Chargé de cours à l’Université de Yaoundé II, il estime que les ressources du continent, bien gérées, peuvent la hisser au rang de grande puissance.
Peut-on dire que les pays occidentaux redoutent le réveil de l’Afrique qui regorge d’énormes ressources naturelles ?
Si « redouter » signifie « avoir peur » et si l’on observe la scène internationale à partir d’une posture réaliste, oui je dirais avec vous que la vie internationale dans son ensemble est inscrite dans un paradoxe de la peur et de la domination ; et toutes les actions qu’entreprennent les Etats vont soit dans le sens de leur protection, soit dans le sens de leur survie, soit dans le sens d’une recherche permanente de la puissance. Et bien que reposant sur une diversité de ressources, les ressources matérielles dont font partie les matières premières que regorge l’Afrique en constituent une base essentielle pour peu qu’elles soient bien exploitées et bien gérées. Dans cette hypothèse l’Afrique est à craindre. Car, non seulement ses ressources bien gérées peuvent la hisser au rang de grande puissance capable non seulement de concurrencer les autres grandes et donc de partager avec eux le pouvoir de décision, mais également capable de réduire la puissance de certaines d’entre elles qui se maintiennent grâce aux ressources qu’elle leur offre et surtout grâce au soutien politique que les dirigeants africains leur offre au sein des instances internationales.
D’après vous, que recherchent véritablement les pays occidentaux qui interviennent militairement en Afrique ? Le rétablissement de la démocratie, la protection des civils ou alors la chasse aux richesses de ces pays là ?
Si l’on se limite à la période post-indépendance, on constatera que l’idée générale est que la coopération entre les grandes puissances en général et l’Afrique sont des relations de « clientélisme international » gérées de « manière conservatoire et ritualisée ». Malgré quelques réformes qui peuvent intervenir en raison des mutations de l’environnement international, la tendance lourde porte justement sur ce clientélisme qui consiste pour des « Etats patrons » de l’Occident de fournir de l’ « aide » à des « Etats clients » d’Afrique qui en retour leur offre des facilités à la fois économiques (matières premières, marchés publics…) et politiques (soutiens au sein des grandes négociations internationales).

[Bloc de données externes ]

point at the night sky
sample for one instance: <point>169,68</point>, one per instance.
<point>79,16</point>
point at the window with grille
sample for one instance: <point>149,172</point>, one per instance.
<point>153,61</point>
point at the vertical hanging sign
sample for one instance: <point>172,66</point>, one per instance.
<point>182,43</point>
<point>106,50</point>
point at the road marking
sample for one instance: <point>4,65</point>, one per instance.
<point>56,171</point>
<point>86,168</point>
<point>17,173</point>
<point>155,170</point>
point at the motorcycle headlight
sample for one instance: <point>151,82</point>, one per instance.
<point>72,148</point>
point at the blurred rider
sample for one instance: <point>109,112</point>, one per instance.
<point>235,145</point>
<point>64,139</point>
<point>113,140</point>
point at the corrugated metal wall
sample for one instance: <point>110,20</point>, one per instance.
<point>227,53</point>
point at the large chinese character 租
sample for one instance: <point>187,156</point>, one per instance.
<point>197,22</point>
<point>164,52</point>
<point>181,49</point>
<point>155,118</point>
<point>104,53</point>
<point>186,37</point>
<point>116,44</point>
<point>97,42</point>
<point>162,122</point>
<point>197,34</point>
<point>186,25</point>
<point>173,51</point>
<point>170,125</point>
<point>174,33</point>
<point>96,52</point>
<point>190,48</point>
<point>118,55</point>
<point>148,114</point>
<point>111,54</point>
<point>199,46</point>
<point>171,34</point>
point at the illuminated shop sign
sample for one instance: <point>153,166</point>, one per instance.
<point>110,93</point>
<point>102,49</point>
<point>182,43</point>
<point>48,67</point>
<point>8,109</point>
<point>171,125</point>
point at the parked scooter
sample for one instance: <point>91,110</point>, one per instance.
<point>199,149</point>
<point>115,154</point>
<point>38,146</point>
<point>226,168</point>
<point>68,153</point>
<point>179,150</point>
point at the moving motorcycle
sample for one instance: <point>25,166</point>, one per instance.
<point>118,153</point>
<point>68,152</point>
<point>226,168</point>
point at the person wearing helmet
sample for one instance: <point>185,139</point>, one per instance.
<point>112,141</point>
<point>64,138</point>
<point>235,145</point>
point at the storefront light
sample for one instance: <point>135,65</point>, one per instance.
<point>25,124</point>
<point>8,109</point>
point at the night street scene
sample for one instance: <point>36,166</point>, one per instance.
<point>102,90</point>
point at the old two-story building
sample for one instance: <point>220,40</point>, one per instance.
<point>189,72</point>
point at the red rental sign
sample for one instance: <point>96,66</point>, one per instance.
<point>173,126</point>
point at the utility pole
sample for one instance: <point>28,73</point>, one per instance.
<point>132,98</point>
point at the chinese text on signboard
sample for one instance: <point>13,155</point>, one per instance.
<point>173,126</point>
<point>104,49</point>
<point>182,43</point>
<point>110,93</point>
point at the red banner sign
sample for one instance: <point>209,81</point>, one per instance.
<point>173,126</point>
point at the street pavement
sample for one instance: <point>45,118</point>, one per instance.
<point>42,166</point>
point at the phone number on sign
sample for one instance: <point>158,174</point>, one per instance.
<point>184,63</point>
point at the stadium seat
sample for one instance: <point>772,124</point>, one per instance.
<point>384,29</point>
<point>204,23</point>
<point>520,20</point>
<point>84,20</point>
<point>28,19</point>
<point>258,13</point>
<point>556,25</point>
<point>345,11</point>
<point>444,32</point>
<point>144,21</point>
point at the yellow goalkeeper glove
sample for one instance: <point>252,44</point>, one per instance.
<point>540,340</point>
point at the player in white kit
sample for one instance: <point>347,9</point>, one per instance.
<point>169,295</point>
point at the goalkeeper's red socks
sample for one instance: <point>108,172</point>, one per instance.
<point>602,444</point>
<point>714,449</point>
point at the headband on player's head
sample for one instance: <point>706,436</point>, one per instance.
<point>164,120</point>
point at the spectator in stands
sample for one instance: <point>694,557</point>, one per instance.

Tout cela est alors couvert et favorisé par une littérature généreuse et consensuelle, mais surtout une interprétation très extensive de certaines notions consacrées par les Nations unies : droits de l’homme, démocratie, responsabilité de protéger, protection des civils…Tout en reconnaissant une certaine pertinence de ces paradigmes, il faut également reconnaître le caractère occidentalo-centré de leur origine et de leur vision du monde et de la société.
Que doit faire chaque pays à son niveau afin que l’Afrique soit véritablement unie et forte ?
Chaque pays doit construire l’unité de l’Afrique à son niveau comme je l’ai dit plus haut par l’adhésion aux idéaux, aux positions communes et aux institutions de l’Union africaine. Seule une institution forte et prospère peut, pour le cas de l’Afrique, favoriser d’abord le développement de ses peuples et ensuite arrêter sa démarginalisation sur la scène mondiale. L’Afrique dispose de la presque totalité des ressources matérielles nécessaires à la construction de sa puissance (les hommes, les terres, les mers les océans, les lieux stratégiques…). Ce qui nous manque le plus c’est l’action collective et le sentiment d’appartenance communautaire. On ne le dira jamais assez : unité, solidarité, cohésion et coopération. L’unité dont on a toujours parlé se traduit au plan philosophique par une lutte ou au moins un refus de l’impérialisme politique et économique extérieur, le refus et le combat contre de nouvelles tentatives de divisions de l’Afrique au bénéfice des intérêts des puissances étrangères, mais également la prise de positions communes sur des questions présentant des grands enjeux pour les peuples et les Etats d’Afrique.